Hot Topic: Effects of Climate Variability on Fisheries
Part C: Long-Term Variability: Alaska Pollock and Red Hake
As you've seen to this point, short-term climate variations often occur in cycles. In most cases, when climatic conditions returned to "normal", fishing conditions and landing totals also rebounded. But what consequences might accompany a steady one-directional trend in climate change? Specifically, how might global warming affect fisheries?
1. Read the World Wildlife Fund fact sheet Climate Change: Ocean and Fisheries (Acrobat (PDF) 2.4MB Aug10 20) to learn about the potential long-term effects of global warming on the world's fisheries.
Answer the following questions to check your understanding of the information contained in the World Wildlife Fund report.
According to the fact sheet, what are some of the major issues facing the ocean due to climate change?
Why are fish more sensitive to temperature changes than many other animals?
How might increased ocean temperatures impact aquaculture?
A recent study explored the potential implications of long-term climate change on global fish populations. They determined that some fish species responded positively to warming, but more species responded significantly negatively to warming. They also found that ocean warming has already reduced catch potential by 4% since 1930 – that's 1.4 million metric tons of fish over 80 years. One of the study authors wrote the following paper about the findings: Ocean warming has fisheries on the move, helping some but hurting more. Your teacher may ask you to read this paper.
Next, you're going to look at two of the fish species caught in the US already affected by warming to see how their ranges have shifted or are shifting and what the future might look like for them and the fisheries supported by their species.
Alaska Pollock in the Bering Sea
Walleye or Alaska Pollock is a type of whitefish related to cod.
2. Watch this brief video to learn more about the Alaskan pollock.
The Alaska pollock's largest concentration is managed in the eastern Bering Sea with catch shares and is considered one of the best-managed fisheries in the world. Juvenile pollock eat zooplankton and small fish. Older pollock feed on other fish, including juvenile pollock. Many other species—including Steller sea lions and other marine mammals, fish, and seabirds—feed on pollock and rely on them for survival.
3. Visit the Marine Species Distribution page at the EPA and scroll below the figure of the graph that appears and click the option for Figure 3, Average Location of Fish in the Bering Sea, 1982-2015. When it loads, click the Alaska Pollock checkbox to see its map and drag the date slider to see the change in pollock distribution from 1982 to 2014.
Studies on pollock in Alaska have recently shown that along with the northern migration of the species, warmer temperatures are now leading to an earlier and longer spawning period. Studies have also found that in years with temperature stress, juvenile pollock can take refuge, unlike adults, near the frigid waters out of the Arctic and will switch their consumption habits from their usual copepods to plankton, although they contain inadequate nutrition to prepare the juveniles for winter, or even krill.

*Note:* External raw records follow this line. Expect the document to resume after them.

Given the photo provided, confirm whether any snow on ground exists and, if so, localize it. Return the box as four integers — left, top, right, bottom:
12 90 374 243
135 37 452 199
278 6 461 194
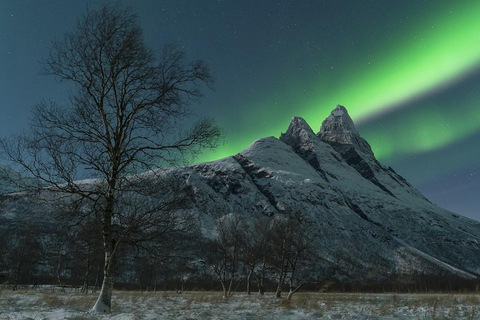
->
0 290 480 320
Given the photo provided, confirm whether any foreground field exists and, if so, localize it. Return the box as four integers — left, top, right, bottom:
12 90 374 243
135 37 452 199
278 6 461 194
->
0 290 480 320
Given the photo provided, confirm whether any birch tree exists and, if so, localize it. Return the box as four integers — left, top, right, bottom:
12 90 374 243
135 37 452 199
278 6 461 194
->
1 5 222 313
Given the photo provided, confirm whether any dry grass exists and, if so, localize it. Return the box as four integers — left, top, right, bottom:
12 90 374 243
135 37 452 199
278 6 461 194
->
0 291 480 319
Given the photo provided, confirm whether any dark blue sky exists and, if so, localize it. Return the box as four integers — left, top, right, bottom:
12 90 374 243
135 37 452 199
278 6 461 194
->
0 0 480 219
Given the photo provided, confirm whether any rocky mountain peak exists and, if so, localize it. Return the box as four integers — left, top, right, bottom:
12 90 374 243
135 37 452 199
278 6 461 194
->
317 105 373 157
320 104 358 136
280 117 315 144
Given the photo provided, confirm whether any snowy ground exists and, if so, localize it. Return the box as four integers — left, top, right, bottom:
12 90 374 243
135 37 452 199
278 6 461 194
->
0 290 480 320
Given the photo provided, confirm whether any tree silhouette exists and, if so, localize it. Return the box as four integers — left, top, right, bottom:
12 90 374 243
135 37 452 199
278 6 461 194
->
1 5 222 312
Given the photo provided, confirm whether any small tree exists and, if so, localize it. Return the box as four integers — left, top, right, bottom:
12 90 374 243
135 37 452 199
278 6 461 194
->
241 216 272 295
270 211 318 300
1 5 221 313
210 213 245 298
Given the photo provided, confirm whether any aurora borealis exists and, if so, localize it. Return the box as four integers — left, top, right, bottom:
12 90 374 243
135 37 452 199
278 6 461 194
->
0 0 480 220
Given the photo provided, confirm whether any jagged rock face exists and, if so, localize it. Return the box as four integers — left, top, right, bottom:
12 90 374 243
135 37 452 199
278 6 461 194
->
318 105 373 156
176 106 480 281
0 106 480 281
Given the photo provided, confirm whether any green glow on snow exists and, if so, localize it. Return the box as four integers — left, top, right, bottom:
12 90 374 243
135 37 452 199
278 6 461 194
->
198 1 480 161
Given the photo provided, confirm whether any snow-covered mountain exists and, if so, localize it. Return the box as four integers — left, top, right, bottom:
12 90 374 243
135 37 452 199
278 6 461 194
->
0 106 480 282
168 105 480 280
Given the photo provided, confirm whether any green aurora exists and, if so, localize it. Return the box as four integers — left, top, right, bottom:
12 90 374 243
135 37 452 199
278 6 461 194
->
198 1 480 166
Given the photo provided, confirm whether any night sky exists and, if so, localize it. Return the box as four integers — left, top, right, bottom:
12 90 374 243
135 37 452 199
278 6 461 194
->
0 0 480 220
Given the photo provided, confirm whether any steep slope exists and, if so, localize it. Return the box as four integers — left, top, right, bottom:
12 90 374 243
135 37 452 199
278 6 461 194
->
0 106 480 282
172 106 480 279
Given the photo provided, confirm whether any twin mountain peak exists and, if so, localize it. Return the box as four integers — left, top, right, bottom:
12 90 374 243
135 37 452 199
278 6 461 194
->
280 105 373 157
179 105 480 281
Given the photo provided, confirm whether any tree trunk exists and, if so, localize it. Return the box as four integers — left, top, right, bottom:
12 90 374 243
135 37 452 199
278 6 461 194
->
91 252 115 313
258 257 267 295
247 269 253 295
56 253 65 292
91 190 117 313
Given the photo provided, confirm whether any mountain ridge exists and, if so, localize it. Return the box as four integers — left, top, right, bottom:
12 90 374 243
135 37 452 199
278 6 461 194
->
0 106 480 283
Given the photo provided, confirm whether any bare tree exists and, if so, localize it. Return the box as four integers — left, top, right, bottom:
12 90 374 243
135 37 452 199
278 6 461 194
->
210 213 245 298
1 5 222 313
270 210 323 300
241 216 272 295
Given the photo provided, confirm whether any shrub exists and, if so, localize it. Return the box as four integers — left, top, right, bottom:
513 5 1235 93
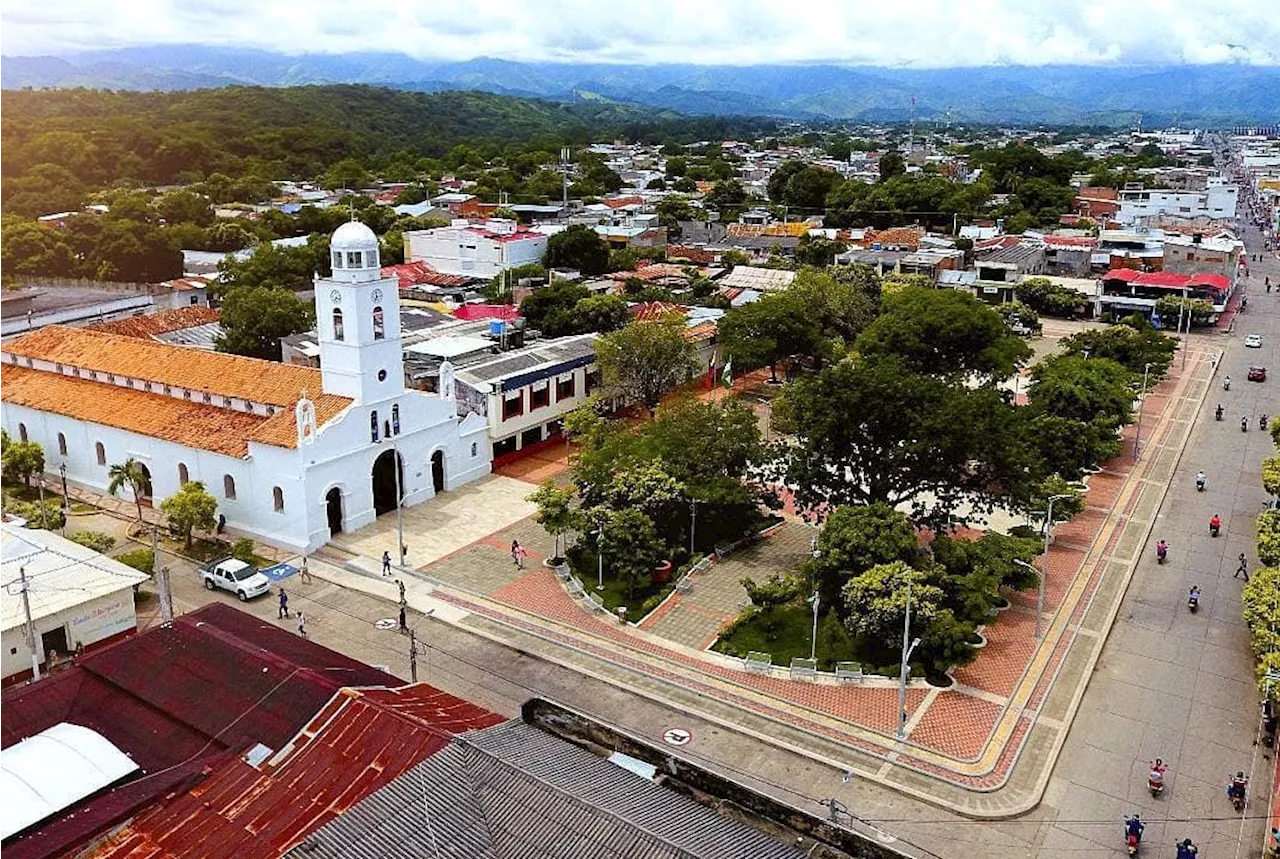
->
67 531 115 552
115 549 155 576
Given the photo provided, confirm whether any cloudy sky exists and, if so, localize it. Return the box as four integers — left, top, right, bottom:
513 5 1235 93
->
0 0 1280 67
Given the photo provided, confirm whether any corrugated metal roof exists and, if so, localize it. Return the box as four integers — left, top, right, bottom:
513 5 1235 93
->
288 722 804 859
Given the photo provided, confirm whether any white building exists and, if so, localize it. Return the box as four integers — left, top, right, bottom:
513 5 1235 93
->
404 219 548 279
0 223 490 550
0 522 148 686
1116 177 1240 227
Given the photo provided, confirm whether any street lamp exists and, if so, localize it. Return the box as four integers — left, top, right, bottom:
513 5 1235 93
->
809 590 822 659
1133 364 1151 462
897 574 920 740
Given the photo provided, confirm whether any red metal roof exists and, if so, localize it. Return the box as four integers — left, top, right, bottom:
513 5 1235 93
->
90 684 506 859
0 603 401 859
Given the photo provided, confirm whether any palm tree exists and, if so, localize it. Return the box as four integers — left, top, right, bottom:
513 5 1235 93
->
106 456 151 522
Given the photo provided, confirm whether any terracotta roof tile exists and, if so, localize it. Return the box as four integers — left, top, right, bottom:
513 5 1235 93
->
0 365 264 457
88 306 221 338
0 325 337 412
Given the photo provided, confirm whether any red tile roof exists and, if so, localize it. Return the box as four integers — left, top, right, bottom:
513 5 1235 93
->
88 684 506 859
88 306 221 338
0 603 401 859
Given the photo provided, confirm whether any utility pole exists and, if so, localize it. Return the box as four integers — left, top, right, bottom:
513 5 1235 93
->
151 525 173 626
18 567 40 681
408 629 417 682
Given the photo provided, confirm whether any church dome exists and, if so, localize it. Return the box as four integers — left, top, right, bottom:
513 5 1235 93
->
329 220 378 251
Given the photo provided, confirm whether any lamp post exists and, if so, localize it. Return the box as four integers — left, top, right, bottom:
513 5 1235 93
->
809 590 822 659
1133 364 1151 462
897 575 920 740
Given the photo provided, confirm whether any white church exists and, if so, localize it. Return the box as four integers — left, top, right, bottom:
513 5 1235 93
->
0 221 490 552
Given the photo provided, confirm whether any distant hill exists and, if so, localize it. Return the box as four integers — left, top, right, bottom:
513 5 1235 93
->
0 46 1280 127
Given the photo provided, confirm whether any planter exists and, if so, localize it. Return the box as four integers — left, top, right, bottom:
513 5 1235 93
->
653 561 671 585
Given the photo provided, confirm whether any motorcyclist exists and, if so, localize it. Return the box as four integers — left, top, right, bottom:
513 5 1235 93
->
1124 812 1147 841
1226 771 1249 803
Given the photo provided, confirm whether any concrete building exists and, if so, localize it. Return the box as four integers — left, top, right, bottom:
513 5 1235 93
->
0 522 150 686
404 219 550 280
0 221 489 550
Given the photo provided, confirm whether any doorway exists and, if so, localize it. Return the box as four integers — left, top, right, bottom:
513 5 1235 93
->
372 451 404 516
431 451 444 494
40 626 70 661
324 486 342 538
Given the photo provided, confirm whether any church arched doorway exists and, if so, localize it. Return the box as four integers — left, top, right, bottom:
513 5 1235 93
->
431 451 444 494
324 486 342 538
374 451 404 516
138 462 151 504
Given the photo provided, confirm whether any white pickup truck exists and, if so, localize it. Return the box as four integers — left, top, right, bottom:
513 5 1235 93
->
200 558 271 602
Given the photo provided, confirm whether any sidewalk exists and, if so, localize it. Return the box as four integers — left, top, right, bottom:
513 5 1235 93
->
302 341 1212 817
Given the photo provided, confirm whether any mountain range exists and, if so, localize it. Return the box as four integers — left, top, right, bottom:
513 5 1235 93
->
0 45 1280 127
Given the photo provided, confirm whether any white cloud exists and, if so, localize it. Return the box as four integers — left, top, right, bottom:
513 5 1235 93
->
0 0 1280 67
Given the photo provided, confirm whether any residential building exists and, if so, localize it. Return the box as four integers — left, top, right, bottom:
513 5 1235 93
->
404 219 549 280
1115 177 1240 227
0 521 150 686
0 221 489 550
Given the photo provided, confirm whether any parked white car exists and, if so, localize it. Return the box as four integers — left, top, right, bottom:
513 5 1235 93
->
200 558 271 602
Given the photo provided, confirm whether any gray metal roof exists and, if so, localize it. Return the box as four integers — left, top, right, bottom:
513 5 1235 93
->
287 722 804 859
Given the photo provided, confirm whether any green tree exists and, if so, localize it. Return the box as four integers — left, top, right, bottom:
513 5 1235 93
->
545 224 609 275
858 288 1032 384
808 504 920 614
106 457 151 522
595 319 694 417
0 442 45 486
160 480 218 549
214 287 315 361
525 480 579 563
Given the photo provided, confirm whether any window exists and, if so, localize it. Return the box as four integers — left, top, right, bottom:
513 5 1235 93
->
502 393 525 420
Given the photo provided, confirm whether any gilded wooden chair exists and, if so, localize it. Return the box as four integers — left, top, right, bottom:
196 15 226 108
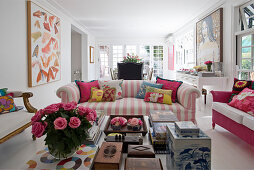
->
0 91 37 144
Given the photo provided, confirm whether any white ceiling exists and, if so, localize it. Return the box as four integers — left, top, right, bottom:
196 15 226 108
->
54 0 220 38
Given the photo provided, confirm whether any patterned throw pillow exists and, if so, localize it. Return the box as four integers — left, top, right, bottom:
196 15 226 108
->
156 77 183 103
88 87 103 102
0 96 16 113
228 87 254 116
75 80 100 103
228 78 254 102
102 88 116 102
136 81 163 99
0 88 8 96
144 92 172 105
146 86 172 96
99 80 123 100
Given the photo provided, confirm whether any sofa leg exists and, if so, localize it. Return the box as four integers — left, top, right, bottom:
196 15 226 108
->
32 135 36 141
212 123 215 129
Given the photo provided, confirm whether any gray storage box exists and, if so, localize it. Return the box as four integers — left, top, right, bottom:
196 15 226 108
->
166 124 211 170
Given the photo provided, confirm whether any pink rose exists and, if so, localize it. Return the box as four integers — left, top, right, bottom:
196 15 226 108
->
78 106 90 116
130 117 139 126
119 117 127 126
55 103 65 109
31 110 41 125
32 122 46 138
63 102 77 111
86 110 97 121
54 117 67 130
44 104 59 114
69 117 81 129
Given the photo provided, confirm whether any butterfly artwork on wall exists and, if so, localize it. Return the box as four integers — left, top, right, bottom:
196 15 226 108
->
27 1 61 87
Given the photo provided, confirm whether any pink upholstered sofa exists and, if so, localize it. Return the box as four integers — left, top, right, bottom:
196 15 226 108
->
211 91 254 146
57 80 200 122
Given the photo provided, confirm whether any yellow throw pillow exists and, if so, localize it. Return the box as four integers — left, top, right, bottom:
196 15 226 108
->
88 87 103 102
146 86 172 97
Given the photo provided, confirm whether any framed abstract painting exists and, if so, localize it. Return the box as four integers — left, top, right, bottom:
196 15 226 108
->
90 46 94 63
196 8 223 65
27 1 61 87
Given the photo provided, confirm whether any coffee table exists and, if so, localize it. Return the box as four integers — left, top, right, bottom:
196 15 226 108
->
98 116 167 170
23 116 166 170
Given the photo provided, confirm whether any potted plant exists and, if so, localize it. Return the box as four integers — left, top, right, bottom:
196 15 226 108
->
31 102 97 159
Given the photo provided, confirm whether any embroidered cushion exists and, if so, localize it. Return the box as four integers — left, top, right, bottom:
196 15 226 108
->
156 77 183 103
136 81 163 99
75 80 100 103
88 87 103 102
228 78 254 102
102 88 116 102
99 80 123 100
228 87 254 116
144 92 172 105
146 86 172 96
0 95 16 113
0 88 8 96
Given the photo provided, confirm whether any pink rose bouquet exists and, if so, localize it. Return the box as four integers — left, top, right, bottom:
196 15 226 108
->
31 102 97 157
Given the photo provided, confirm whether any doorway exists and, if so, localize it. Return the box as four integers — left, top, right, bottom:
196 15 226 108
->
71 29 82 82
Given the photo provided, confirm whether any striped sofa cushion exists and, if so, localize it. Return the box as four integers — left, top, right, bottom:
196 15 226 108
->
80 98 195 121
122 80 143 97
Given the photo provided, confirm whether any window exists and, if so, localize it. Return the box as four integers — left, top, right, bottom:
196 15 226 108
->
139 45 151 74
100 45 164 77
126 45 137 55
113 45 123 68
237 34 254 80
240 1 254 30
100 46 109 77
152 46 163 77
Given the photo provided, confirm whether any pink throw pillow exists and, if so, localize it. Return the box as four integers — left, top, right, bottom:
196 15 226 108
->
156 77 183 103
228 87 254 116
76 80 100 103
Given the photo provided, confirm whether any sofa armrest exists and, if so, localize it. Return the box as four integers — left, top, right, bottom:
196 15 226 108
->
56 82 80 103
211 91 232 103
177 83 200 109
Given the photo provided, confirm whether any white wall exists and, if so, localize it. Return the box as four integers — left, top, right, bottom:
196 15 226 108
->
173 0 249 90
0 0 95 108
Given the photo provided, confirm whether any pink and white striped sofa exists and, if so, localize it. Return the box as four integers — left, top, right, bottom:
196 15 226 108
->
56 80 200 122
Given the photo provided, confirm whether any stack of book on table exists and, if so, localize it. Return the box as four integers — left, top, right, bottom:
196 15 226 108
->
149 110 178 154
84 111 105 145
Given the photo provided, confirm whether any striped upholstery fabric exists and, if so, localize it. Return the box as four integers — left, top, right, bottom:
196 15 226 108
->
56 82 80 103
122 80 143 98
80 98 195 120
57 80 200 122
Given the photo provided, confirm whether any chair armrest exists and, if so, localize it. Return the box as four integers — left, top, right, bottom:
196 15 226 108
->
177 83 201 109
56 82 80 103
7 91 37 113
7 91 23 98
22 92 37 113
211 91 232 103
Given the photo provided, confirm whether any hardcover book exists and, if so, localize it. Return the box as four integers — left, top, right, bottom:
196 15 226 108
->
94 142 123 170
124 158 163 170
153 122 175 140
149 110 178 123
175 121 199 135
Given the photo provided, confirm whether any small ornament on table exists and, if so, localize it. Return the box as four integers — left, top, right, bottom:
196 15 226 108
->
204 61 213 71
110 117 127 130
127 117 143 131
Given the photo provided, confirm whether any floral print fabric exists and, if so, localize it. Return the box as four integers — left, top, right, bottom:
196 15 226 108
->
228 88 254 116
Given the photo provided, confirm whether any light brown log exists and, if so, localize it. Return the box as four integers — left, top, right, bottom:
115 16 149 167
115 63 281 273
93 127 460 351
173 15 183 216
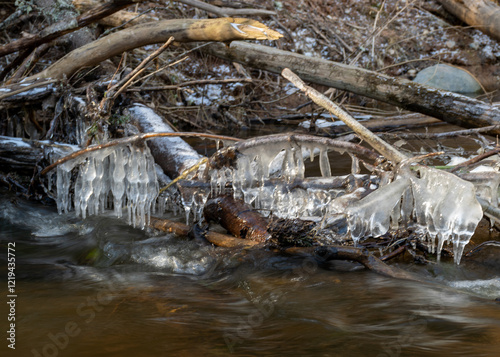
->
27 18 282 80
438 0 500 40
0 0 140 57
203 41 500 134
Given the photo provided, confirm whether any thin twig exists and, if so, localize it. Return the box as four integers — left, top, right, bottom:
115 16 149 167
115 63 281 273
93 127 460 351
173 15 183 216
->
281 68 408 164
158 157 208 194
127 78 252 92
450 148 500 172
105 36 174 101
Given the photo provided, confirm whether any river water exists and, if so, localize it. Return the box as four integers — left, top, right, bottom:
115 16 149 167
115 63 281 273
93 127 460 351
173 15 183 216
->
0 194 500 356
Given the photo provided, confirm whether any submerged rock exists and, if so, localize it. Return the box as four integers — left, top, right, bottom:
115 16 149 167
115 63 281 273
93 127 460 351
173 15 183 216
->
413 64 483 96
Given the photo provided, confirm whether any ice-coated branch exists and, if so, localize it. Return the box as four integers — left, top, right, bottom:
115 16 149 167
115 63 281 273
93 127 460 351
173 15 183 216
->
40 132 240 175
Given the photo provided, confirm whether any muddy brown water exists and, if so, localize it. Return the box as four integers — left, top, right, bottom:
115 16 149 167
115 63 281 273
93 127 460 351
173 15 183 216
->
0 196 500 356
0 126 500 357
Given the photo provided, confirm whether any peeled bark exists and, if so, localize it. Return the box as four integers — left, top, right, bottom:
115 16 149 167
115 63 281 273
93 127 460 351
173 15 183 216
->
27 18 282 80
438 0 500 40
203 42 500 134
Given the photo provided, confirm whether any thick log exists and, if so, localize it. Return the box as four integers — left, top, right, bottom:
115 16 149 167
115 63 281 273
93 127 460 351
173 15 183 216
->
149 217 259 249
438 0 500 40
203 196 271 242
128 104 203 178
203 41 500 134
27 18 282 80
0 0 139 57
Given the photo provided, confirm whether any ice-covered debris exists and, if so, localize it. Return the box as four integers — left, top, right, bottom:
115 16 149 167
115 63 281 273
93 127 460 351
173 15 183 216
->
347 166 483 264
410 166 483 264
128 104 202 177
56 144 158 227
347 177 410 244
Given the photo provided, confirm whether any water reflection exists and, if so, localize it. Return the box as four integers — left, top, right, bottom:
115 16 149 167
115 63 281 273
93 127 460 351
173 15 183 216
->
0 193 500 356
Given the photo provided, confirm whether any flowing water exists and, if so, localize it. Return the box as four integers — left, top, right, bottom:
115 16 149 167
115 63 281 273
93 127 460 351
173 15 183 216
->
0 194 500 357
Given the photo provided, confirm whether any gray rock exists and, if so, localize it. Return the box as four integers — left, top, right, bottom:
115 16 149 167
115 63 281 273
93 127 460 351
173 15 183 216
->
413 64 483 96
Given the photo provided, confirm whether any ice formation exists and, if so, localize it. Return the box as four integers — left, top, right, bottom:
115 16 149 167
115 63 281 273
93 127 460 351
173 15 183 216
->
205 141 370 218
347 166 483 264
56 144 158 227
204 138 484 264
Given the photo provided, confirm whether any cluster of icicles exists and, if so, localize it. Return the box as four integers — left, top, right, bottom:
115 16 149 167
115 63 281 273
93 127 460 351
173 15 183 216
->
51 144 159 227
51 138 488 263
204 143 482 264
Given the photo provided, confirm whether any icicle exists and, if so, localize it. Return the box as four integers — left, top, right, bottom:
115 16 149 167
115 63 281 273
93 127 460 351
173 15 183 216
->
349 153 361 175
53 140 158 227
319 147 332 177
347 178 410 244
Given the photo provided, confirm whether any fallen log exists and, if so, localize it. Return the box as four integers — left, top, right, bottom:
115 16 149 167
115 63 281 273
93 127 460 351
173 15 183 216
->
128 104 203 178
203 41 500 134
178 0 276 17
438 0 500 40
0 0 139 57
26 18 282 81
203 196 271 242
283 246 425 282
149 217 259 249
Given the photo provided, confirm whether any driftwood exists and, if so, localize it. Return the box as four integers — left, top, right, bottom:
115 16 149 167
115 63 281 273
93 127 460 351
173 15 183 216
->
0 0 138 57
438 0 500 40
149 217 259 249
204 192 421 281
27 18 282 80
284 246 423 281
178 0 276 17
203 196 271 242
203 41 500 134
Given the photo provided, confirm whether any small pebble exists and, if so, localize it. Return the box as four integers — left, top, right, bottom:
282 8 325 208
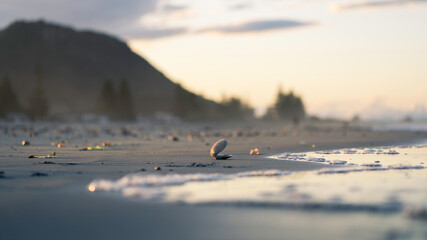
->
31 172 47 177
39 161 55 164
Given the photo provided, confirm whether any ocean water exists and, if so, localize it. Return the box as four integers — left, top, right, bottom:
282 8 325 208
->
88 144 427 239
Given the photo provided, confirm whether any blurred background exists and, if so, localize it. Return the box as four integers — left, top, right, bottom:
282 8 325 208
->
0 0 427 122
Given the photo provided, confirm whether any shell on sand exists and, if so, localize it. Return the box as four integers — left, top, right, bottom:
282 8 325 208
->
210 139 227 157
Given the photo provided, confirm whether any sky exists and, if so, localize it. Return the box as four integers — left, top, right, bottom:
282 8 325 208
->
0 0 427 120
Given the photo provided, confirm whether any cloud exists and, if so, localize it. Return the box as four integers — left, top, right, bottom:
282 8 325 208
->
198 19 312 34
128 27 188 39
0 0 158 29
331 0 427 12
229 2 252 11
0 0 191 39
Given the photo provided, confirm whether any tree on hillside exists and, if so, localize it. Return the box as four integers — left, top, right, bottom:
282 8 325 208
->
264 88 305 123
116 79 135 121
0 75 21 116
28 66 49 120
96 80 116 118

4. Examine the graphical image that shows the estimated change in the pollock's range out to 2100. The gray areas indicate regions of the projection grid that aren't suitable for thermal habitat. Habitat quality is higher in areas of greater blue intensity. Consider what that means for the Alaskan Pollock as the ocean warms into the future.
Red Hake From Mid-Atlantic to Gulf of Maine
5. Watch this brief news video about ocean warming in the Gulf of Maine.
Red Hake is a type of small whitefish related to cod and caught year-round from Maine to North Carolina. Red hake feed primarily on crustaceans such as decapods and rock crabs as well as fish such as haddock, silver hake, sea robins, sand lance, mackerel, and small red hake. Primary predators of red hake include spiny dogfish, cod, goosefish, and silver hake.
The northern stock of red hake is considered neither overfished nor subject to it. In 2017, however, the southern stock of red hake was determined to be overfished and managers invoked a 38% catch limit reduction to promote population growth.
6. Play this video clips to view the moving species distribution from 1968 to 2014. On the left is the spring distribution for the years listed, and on the right is the fall distribution.
7. Visit this Reuter's interactive graphic Ocean Shock and scroll through to read and view how the ocean has warmed in the last fifty years and what that has done to the movement of marine species. When you reach the final page of the graphic, in the upper left, you can select Red Hake to see its movement both North to South and Shallower to Deeper.
How far has the average position of red hake moved in the 50 years from 1967 to 2017?
Stop and Think
4: Discuss the challenges facing the south Georges Bank/Mid-Atlantic fisheries where red hake is considered overfished while it is also moving north due to warming ocean temperatures.
5: Discuss issues with migration of the species due to climate change. Consider both the ecological problems and the problems for fisheries. You may want to use the IPCC image at the top of the page to refer to.
6: Consider the various ways that climate change will alter and is altering the ocean. How might fish and fisheries be affected beyond the warming of the water?